第2話
俺の着せ替えゲームも終わり他のみんなも防寒着を確保したため、一応ルクーツでも情報収集をする事になったのだが、俺が聞けた情報は“ある日大きな地震が起きた”ことと、“その直後に魔物が襲ってきた”ことぐらいであり、他の町と何ら変わりはない状況だった。
「何か情報は得られた?」
「いや、特には。これといって変わったこともないらしい」
ただの通過点であるこの町に特に期待をしていた訳でもないが、全く何もないというのも少々拍子抜けするものだ。僅かに肩を落としたグレイ達を眺めながら荷物を纏めていたニールは、そんな雰囲気を切り替えるように声を上げた。
「じゃあ、明日は予定通りラデルに向かうんだね」
「そうだな。数日ぶりに歩くから、しっかり休んでおくんだぞ」
マリノからポルトビ、ポルトビからルクーツまでは、数日かけて航海してきている。その間、町の探索や情報収集でしか歩いていなかったから、少し身体の鈍りを感じていたのはたしかだ。

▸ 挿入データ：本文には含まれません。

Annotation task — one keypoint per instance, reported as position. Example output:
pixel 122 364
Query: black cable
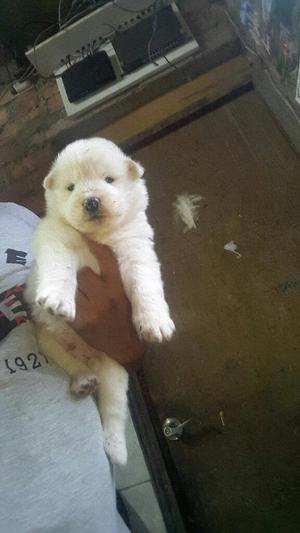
pixel 133 10
pixel 154 28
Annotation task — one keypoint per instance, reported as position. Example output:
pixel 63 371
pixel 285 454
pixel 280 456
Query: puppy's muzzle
pixel 92 206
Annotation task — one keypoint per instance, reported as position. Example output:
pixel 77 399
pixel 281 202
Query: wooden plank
pixel 196 93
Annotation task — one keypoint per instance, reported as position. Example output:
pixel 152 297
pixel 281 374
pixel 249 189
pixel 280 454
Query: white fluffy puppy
pixel 95 191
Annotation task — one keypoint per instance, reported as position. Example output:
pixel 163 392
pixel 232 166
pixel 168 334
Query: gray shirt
pixel 54 474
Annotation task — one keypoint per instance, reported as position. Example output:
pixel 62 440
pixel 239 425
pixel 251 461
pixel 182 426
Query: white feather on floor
pixel 232 247
pixel 187 209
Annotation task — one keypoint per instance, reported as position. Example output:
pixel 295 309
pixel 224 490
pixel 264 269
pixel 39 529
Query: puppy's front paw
pixel 84 384
pixel 57 304
pixel 155 327
pixel 115 446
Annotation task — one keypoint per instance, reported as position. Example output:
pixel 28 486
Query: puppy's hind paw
pixel 84 384
pixel 155 328
pixel 55 304
pixel 115 447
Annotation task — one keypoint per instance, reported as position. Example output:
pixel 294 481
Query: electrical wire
pixel 154 28
pixel 128 10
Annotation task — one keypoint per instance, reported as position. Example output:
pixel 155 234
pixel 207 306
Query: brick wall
pixel 28 123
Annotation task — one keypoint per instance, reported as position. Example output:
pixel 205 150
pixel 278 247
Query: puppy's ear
pixel 135 170
pixel 48 181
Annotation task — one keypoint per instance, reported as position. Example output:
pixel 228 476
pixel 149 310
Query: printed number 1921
pixel 21 364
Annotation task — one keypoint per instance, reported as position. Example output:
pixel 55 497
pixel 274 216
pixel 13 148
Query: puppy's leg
pixel 113 385
pixel 140 271
pixel 56 280
pixel 84 381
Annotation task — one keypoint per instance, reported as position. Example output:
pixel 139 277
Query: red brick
pixel 3 116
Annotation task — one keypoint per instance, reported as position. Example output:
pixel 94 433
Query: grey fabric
pixel 54 474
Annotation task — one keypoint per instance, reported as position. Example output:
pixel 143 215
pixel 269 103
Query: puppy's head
pixel 93 183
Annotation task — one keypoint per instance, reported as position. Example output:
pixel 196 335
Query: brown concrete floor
pixel 237 343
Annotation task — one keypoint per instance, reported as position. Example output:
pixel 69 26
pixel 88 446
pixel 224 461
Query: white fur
pixel 61 250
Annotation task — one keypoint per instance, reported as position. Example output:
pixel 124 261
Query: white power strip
pixel 49 56
pixel 127 81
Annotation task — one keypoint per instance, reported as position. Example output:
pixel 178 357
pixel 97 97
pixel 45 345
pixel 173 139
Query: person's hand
pixel 103 312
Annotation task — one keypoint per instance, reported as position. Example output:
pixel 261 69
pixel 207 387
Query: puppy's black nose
pixel 91 205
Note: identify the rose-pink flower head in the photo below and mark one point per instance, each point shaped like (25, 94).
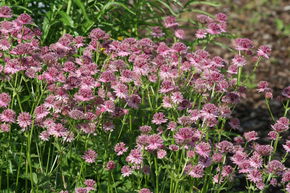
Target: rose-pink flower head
(90, 156)
(243, 44)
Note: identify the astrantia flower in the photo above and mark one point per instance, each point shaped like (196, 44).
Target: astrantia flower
(90, 156)
(41, 112)
(4, 127)
(84, 94)
(8, 115)
(24, 120)
(154, 142)
(184, 135)
(255, 176)
(159, 118)
(275, 167)
(286, 92)
(126, 171)
(81, 190)
(161, 153)
(263, 86)
(239, 61)
(110, 165)
(179, 33)
(170, 21)
(286, 176)
(203, 149)
(5, 12)
(145, 190)
(4, 99)
(287, 146)
(263, 150)
(135, 157)
(251, 136)
(120, 148)
(225, 146)
(90, 184)
(264, 51)
(195, 171)
(243, 44)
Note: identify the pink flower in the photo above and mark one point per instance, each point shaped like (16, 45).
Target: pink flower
(41, 112)
(255, 176)
(264, 51)
(8, 115)
(184, 135)
(275, 167)
(110, 165)
(145, 190)
(5, 12)
(286, 176)
(159, 118)
(126, 171)
(251, 136)
(201, 33)
(179, 33)
(243, 44)
(225, 146)
(4, 99)
(287, 146)
(90, 156)
(203, 149)
(4, 127)
(135, 157)
(120, 148)
(263, 150)
(24, 120)
(90, 184)
(286, 92)
(154, 142)
(170, 21)
(195, 171)
(161, 153)
(221, 17)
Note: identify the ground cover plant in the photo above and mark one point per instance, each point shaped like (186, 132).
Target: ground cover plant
(96, 114)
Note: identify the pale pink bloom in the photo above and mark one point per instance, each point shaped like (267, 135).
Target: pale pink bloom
(251, 136)
(4, 127)
(264, 51)
(255, 176)
(90, 156)
(8, 115)
(161, 153)
(159, 118)
(135, 157)
(201, 33)
(120, 148)
(179, 33)
(126, 171)
(5, 12)
(243, 44)
(4, 99)
(170, 21)
(203, 149)
(24, 120)
(110, 165)
(275, 167)
(154, 142)
(287, 146)
(195, 171)
(145, 190)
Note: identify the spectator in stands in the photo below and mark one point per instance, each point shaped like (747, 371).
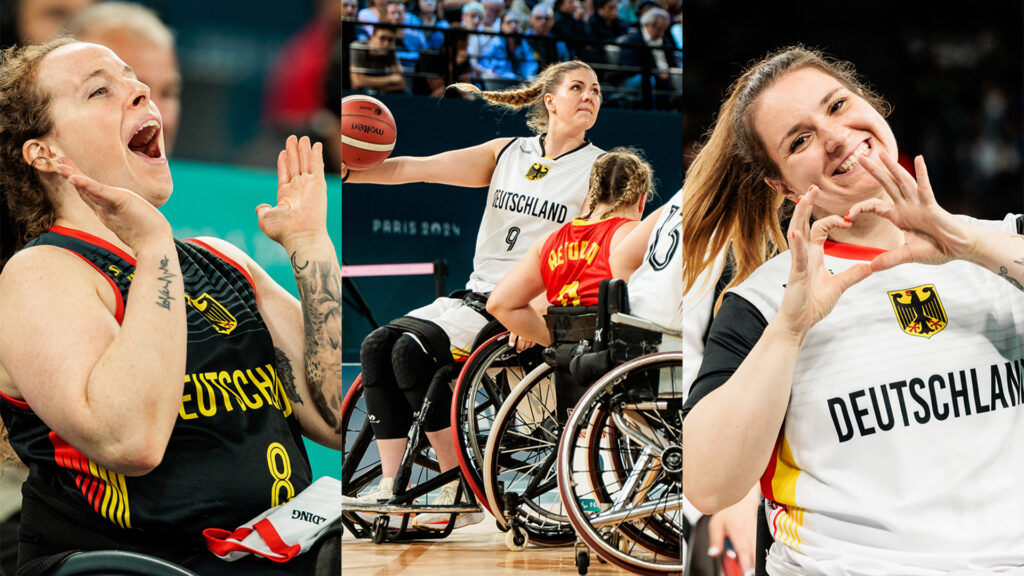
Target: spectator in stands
(547, 48)
(569, 25)
(427, 14)
(35, 22)
(487, 54)
(375, 12)
(651, 48)
(472, 15)
(375, 67)
(603, 27)
(509, 60)
(138, 37)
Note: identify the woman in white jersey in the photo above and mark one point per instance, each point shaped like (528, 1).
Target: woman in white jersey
(869, 375)
(535, 186)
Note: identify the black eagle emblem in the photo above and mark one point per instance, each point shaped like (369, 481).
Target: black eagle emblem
(214, 313)
(920, 311)
(537, 171)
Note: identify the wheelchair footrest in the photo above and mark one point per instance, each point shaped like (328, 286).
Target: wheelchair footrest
(404, 508)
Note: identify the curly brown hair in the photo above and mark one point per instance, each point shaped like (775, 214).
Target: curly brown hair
(621, 177)
(530, 94)
(26, 208)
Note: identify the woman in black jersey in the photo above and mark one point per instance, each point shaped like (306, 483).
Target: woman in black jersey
(156, 387)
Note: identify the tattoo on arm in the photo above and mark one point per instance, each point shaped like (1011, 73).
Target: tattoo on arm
(286, 375)
(1005, 274)
(320, 291)
(164, 295)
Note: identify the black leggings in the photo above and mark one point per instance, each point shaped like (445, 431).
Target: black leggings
(396, 374)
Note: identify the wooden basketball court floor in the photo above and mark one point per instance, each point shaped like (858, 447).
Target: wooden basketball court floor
(472, 550)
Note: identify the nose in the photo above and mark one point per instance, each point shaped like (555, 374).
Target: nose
(139, 93)
(833, 137)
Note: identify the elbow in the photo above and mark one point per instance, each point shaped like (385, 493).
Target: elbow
(497, 309)
(135, 456)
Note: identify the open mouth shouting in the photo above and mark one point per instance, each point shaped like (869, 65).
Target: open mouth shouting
(853, 159)
(145, 139)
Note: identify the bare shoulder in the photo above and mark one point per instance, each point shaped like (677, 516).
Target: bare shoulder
(51, 300)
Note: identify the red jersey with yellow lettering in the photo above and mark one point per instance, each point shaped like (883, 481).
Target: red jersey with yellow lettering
(574, 260)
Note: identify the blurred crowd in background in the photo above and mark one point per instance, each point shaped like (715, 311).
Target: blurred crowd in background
(421, 46)
(231, 80)
(953, 75)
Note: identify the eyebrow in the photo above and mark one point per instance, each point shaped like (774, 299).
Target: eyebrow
(102, 72)
(799, 127)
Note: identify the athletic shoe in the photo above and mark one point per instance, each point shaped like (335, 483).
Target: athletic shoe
(380, 494)
(377, 495)
(439, 521)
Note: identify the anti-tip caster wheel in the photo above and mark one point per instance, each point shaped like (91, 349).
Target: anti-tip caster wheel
(583, 562)
(380, 529)
(516, 539)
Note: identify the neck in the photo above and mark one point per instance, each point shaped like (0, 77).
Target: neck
(869, 230)
(559, 141)
(74, 213)
(603, 211)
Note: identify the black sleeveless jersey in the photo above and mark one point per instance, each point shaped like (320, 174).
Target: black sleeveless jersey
(235, 451)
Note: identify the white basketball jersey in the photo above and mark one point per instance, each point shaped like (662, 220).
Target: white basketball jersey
(656, 287)
(902, 450)
(530, 196)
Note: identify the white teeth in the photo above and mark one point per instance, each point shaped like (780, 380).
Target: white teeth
(852, 160)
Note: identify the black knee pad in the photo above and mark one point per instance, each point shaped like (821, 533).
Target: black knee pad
(413, 367)
(375, 356)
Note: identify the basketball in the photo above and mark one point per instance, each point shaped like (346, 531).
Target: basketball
(368, 131)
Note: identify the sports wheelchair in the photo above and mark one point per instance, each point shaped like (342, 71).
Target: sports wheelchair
(615, 458)
(482, 380)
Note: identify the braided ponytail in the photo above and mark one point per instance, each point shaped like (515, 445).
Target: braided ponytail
(619, 177)
(528, 95)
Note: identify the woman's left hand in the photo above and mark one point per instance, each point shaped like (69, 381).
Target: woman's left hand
(932, 236)
(301, 209)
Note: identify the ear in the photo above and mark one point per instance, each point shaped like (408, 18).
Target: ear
(780, 189)
(40, 155)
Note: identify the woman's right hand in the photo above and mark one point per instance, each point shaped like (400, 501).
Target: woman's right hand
(812, 290)
(136, 221)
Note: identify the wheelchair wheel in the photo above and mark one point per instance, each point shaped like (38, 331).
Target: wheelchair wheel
(620, 465)
(519, 461)
(491, 372)
(360, 464)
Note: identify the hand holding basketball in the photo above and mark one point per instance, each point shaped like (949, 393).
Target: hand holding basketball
(368, 132)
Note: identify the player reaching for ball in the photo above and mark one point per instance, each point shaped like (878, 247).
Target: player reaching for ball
(536, 184)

改めて旅の準備を始めたみんなや、腕や脚を動かし体を慣らすようにストレッチを始めたヨシュを見習い、俺も町を見て回りながら少し体を動かすことにした。
◆◆◆
ルクーツはそれほど大きな町ではない。港もあるが観光目的の人間は少ないため、町の中にも酒以外の娯楽は見当たらず、ウェートルのカジノを見て来たばかりの俺にとっても、かなり落差を感じざるを得ないのどかさである。そもそも、数か月とはいえ魔物の襲撃があったのだから娯楽がないのも仕方がない。

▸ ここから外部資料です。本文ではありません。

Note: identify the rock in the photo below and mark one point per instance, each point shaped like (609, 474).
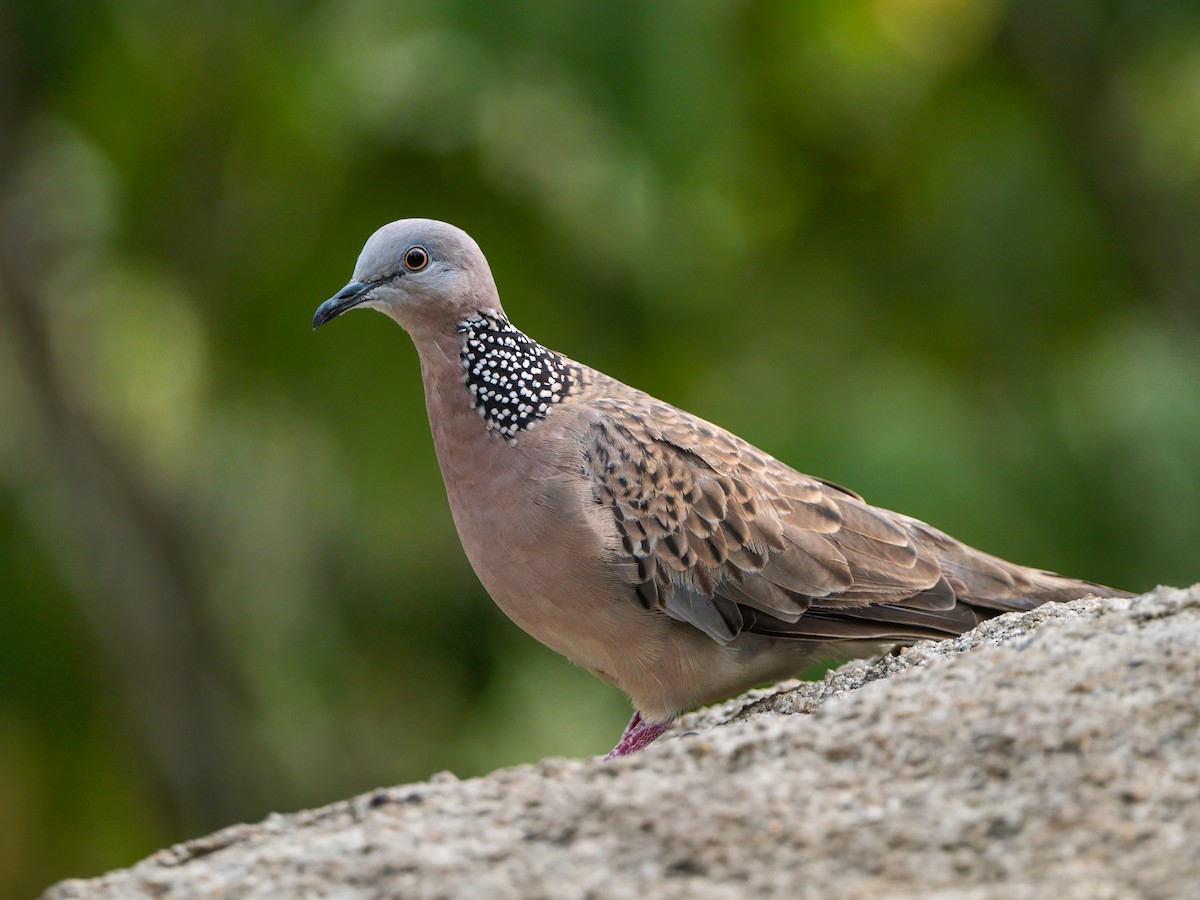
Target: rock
(1054, 753)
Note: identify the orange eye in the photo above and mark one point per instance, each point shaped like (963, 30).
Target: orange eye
(417, 258)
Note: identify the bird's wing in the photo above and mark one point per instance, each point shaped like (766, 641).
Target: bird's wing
(729, 539)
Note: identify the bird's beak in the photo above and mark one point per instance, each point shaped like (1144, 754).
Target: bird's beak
(345, 299)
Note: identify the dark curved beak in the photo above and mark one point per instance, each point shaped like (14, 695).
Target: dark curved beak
(345, 299)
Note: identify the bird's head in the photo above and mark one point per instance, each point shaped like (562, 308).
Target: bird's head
(419, 271)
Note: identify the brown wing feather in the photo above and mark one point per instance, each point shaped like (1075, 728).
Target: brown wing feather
(729, 539)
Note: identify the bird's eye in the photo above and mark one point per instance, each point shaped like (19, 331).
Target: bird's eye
(417, 258)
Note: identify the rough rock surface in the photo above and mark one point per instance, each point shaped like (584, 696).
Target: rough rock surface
(1048, 754)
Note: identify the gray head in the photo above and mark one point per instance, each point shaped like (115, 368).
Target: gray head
(419, 271)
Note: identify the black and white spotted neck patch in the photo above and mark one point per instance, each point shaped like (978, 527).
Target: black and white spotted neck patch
(513, 379)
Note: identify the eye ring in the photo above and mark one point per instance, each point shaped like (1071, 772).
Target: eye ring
(417, 258)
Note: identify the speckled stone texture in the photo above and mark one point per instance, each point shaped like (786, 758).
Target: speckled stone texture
(1048, 754)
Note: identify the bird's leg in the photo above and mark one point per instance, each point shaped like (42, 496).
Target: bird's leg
(637, 735)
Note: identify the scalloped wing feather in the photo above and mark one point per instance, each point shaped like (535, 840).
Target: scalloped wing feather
(729, 539)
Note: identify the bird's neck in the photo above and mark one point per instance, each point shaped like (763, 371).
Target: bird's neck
(511, 381)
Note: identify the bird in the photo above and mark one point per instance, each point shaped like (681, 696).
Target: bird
(664, 553)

旅人である俺達が、町の中を悠々と歩けているだけマシと言うものだ。
「――いえ、人違いです」
そんな町の中を散歩していた俺の耳に、聞き覚えのある男の声が届く。条件反射でつい声の聞こえた方向に目を向ければ、そこには買ったばかりの防寒着を纏ったアキと、見覚えのない女性が話している様子が見えた。

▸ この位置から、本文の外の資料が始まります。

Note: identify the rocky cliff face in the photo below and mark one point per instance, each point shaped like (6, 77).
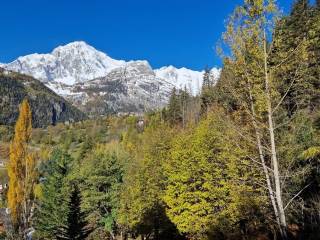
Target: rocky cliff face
(47, 107)
(131, 89)
(98, 84)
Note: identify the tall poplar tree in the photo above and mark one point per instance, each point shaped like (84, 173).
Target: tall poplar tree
(21, 171)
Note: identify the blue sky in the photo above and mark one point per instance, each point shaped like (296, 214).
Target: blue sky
(164, 32)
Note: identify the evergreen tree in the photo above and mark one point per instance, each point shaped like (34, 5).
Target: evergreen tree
(100, 180)
(52, 210)
(76, 228)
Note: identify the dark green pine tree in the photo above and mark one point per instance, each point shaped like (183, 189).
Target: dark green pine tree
(52, 209)
(290, 58)
(77, 226)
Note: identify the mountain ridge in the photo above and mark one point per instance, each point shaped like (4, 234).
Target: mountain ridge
(98, 84)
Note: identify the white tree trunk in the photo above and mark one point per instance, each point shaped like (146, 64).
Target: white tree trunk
(274, 159)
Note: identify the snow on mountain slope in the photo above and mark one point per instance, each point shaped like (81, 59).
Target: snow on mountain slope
(69, 64)
(184, 78)
(133, 88)
(98, 84)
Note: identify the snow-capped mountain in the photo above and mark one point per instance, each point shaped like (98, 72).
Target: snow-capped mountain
(96, 83)
(184, 78)
(69, 64)
(130, 89)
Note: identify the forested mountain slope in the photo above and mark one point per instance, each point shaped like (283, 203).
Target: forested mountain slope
(47, 107)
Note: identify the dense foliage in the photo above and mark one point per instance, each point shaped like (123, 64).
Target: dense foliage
(238, 161)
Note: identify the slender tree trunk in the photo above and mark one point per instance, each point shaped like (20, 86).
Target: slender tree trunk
(262, 159)
(274, 158)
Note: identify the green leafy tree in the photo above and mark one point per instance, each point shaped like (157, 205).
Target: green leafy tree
(204, 171)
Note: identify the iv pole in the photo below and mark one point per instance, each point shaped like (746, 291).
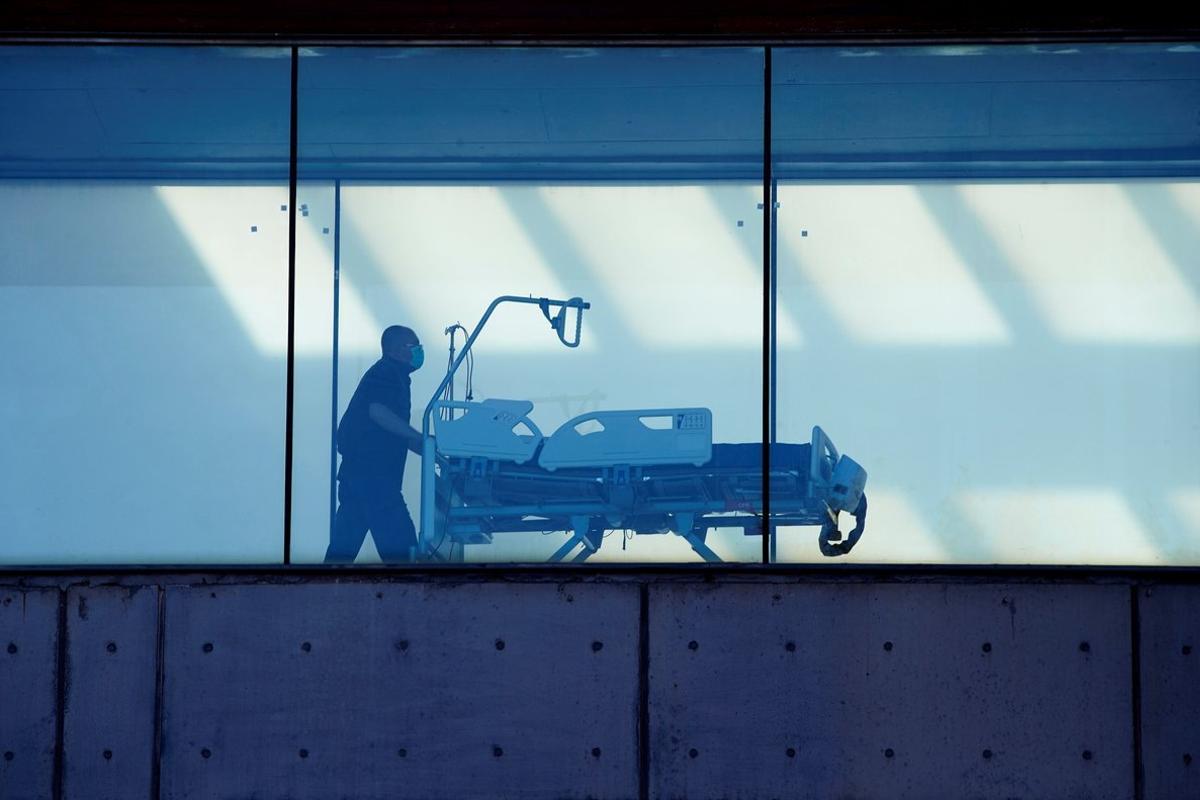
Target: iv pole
(429, 450)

が、どうやら二人は和やかな雰囲気で、楽しくお喋りしていたわけでははないらしい。困ったように首を振ったアキと、それを悲しい目で見つめる女性の何とも言えない光景を目にした俺は、その違和感のある様子に思わず首を突っ込んでしまったほどだ。
「そ、そう……」
「おい、どうしたんだアキ?」
「ハルさん……ええ、すみません」
俺が声を掛けた途端、逃げるようにその場を去っていった女性を見送りながら立ち尽くしているアキのそばまでよれば、彼女は緊張を解くように小さく息を漏らし肩の力を抜いたようだった。
「……なんだ、あのおねーちゃん?」
「さあ、私を誰かと勘違いされていたみたいですが……」
なるほど。アキが困惑しているようにも見えるのは、その勘違いが理由のようだ。
クランドで俺が【シェリー】という富豪の少女に間違われたのと同じく、アキも誰かに間違われたということなのだろう。そういえば、アキは俺と会う前にも同じようなことがあったと語っていたが、もしかするとそのアキの空似の人物はこの町の人間なんだろうか。
そう考えると、俺達がこの町に長居するのはあまり良くない気がした。
「ハルさん?」
「ああ、いや……暗くなってきたし、宿行こうぜ」
「ええ、お手数をおかけしました」
アキの方はそこまで考えていないのかは分からないが、すぐに切り替えいつも通りの表情の分かりづらい顔に戻ると、宿に向けて歩き出す。
その後を追いながら、俺はまた恐ろしい考えに至りそうな自分の思考を何とか振り払うように首を振った。